First of all, start by clipping your curtain fringe out of the way, and then work on one half of the head at a time.
‘You probably want to divide each side into four or five sections,’ says Richard.
‘Spritz each one using a heat-resistant holding spray — I like L’Oreal Professionnel Tecni-Art Constructor (£13.56, amazon.co.uk) — and, using a medium tong, pointing downwards, you loosely wrap the hair away from the face going diagonally around the tong.’
But, he points out, what makes it look really modern is that you’re not tonging above the ear.
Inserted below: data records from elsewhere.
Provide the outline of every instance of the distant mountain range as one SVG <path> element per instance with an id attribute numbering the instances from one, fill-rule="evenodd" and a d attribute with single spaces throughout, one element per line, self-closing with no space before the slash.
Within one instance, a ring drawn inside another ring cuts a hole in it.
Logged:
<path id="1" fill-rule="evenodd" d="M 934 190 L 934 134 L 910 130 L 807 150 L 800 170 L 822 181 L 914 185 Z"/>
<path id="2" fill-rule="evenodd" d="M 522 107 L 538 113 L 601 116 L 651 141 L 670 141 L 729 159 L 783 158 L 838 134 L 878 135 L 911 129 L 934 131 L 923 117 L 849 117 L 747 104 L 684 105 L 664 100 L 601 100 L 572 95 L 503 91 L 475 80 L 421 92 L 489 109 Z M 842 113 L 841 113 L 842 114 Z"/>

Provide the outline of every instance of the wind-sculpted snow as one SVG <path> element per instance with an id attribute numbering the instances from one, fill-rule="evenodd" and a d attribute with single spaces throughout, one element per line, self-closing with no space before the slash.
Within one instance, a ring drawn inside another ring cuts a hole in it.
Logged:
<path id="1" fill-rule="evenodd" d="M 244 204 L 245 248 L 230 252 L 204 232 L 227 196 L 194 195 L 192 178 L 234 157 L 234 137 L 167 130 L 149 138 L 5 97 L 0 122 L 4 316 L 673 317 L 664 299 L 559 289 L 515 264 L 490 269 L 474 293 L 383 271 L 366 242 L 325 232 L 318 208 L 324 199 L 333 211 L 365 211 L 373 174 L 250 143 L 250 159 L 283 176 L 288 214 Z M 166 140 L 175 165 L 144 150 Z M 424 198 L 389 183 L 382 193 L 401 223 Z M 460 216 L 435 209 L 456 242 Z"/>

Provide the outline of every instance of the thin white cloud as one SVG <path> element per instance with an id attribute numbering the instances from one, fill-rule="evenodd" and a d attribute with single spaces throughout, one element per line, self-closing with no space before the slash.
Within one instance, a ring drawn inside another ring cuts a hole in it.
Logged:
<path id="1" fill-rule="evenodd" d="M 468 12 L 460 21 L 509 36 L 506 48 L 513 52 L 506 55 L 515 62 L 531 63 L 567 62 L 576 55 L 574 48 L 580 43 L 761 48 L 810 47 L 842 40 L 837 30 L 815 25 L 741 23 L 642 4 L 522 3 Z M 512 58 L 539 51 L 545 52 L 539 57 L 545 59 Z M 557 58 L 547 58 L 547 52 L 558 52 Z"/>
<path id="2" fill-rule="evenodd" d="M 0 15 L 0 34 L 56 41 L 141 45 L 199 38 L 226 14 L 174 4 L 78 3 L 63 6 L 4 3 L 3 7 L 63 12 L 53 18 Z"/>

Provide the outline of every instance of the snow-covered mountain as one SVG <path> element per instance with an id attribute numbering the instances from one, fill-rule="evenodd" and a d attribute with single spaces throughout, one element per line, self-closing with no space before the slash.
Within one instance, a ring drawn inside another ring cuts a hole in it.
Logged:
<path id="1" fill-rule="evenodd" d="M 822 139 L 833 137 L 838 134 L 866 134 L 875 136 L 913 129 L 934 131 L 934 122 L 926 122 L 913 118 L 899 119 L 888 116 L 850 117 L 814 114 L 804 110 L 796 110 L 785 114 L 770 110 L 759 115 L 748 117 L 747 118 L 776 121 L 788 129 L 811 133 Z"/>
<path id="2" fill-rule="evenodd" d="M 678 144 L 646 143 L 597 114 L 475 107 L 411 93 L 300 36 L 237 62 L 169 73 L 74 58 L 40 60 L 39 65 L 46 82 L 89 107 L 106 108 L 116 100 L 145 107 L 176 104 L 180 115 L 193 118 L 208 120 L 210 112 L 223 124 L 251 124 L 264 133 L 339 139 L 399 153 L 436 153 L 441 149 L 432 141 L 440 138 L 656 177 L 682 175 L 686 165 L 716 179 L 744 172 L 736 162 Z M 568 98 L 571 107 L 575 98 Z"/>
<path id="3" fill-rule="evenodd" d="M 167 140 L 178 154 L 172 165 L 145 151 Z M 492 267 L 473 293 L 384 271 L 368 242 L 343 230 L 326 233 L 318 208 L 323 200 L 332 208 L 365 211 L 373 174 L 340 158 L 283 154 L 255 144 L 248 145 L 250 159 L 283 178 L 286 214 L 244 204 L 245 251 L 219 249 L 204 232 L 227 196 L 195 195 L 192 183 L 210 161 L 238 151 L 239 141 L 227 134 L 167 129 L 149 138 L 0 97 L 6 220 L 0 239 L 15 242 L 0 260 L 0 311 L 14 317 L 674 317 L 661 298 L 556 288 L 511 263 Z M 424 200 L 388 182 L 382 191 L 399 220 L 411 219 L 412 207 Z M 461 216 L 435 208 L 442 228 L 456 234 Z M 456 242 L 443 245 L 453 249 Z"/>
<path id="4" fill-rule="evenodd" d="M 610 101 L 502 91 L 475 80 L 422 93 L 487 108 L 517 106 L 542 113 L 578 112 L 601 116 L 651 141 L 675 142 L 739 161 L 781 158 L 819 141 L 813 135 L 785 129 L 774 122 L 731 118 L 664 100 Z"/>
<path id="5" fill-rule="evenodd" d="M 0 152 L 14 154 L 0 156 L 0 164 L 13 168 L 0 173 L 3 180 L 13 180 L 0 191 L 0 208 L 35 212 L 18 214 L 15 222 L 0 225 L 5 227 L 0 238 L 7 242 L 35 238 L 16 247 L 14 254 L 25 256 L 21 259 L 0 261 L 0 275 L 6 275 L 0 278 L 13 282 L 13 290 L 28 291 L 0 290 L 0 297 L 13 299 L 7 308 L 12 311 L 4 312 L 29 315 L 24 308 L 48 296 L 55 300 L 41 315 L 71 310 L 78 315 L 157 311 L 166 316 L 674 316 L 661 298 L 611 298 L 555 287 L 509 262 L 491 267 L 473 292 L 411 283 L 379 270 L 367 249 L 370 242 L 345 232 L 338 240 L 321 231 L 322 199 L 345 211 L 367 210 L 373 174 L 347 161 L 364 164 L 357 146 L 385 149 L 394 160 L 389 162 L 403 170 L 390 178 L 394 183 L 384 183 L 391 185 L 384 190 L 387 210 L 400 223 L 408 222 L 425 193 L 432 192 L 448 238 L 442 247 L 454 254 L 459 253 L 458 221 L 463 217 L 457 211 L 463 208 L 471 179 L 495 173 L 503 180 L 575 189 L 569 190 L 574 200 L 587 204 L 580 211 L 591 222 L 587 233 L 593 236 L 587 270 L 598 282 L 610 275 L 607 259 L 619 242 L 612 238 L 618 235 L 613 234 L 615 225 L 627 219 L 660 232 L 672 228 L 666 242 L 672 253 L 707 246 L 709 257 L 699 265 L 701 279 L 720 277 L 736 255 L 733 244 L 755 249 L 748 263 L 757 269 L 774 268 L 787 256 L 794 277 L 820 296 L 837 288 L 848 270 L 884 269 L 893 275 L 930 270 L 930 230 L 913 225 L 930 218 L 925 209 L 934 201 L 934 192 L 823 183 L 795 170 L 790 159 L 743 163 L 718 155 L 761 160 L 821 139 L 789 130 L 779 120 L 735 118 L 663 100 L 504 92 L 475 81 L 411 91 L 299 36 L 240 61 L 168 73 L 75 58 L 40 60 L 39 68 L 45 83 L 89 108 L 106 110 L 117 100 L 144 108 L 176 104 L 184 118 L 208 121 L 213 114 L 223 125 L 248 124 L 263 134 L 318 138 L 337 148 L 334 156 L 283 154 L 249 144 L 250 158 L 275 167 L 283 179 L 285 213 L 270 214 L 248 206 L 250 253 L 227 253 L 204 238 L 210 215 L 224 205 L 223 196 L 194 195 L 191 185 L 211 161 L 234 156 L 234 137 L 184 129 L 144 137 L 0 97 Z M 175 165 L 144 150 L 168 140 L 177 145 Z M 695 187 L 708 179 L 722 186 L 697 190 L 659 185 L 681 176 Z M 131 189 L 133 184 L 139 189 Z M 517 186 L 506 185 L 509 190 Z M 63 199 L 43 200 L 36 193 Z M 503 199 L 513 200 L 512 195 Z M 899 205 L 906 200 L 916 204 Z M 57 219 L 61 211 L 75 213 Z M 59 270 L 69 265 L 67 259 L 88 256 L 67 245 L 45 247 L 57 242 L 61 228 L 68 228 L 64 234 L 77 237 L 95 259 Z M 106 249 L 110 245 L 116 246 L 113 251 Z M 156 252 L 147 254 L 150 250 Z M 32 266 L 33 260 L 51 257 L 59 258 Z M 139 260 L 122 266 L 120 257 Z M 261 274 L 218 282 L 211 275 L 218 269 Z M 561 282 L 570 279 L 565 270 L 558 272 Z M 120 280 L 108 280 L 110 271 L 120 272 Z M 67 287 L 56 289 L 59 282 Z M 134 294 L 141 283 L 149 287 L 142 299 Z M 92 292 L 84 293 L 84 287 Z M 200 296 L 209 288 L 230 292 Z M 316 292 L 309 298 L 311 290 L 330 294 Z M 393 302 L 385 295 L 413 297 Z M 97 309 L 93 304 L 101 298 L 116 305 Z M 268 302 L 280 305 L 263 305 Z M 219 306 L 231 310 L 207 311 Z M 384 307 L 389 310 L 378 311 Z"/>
‘You have this really long, straight bit before the wave, and then it’s not a curl, where the hair has been tightly wrapped several times, it’s much looser, so you’re only wrapping it about three times.’
Once you’ve got your gorgeous wave, Richard suggests loosely wrapping it around three fingers and pinning it to the scalp with a long clip, before finishing with a light mist of hairspray.
‘When you use heat on the hair, you’re actually changing the way that the molecules in it sit together, so the key to the longevity of the wave is letting it cool for as long as you can. The longer you can leave it pinned up, the longer it will stay put.’
Once you’ve waved and pinned the sections on both sides, brush your curtain fringe forward, and then tong the very end of it away from you.
‘When you’re ready to leave the house, take out all the pins and then use a wide-toothed comb to comb through everything, and blend the separate sections together, then finish with some light hairspray.’
Et voila: grown-up, princess-style mermaid waves.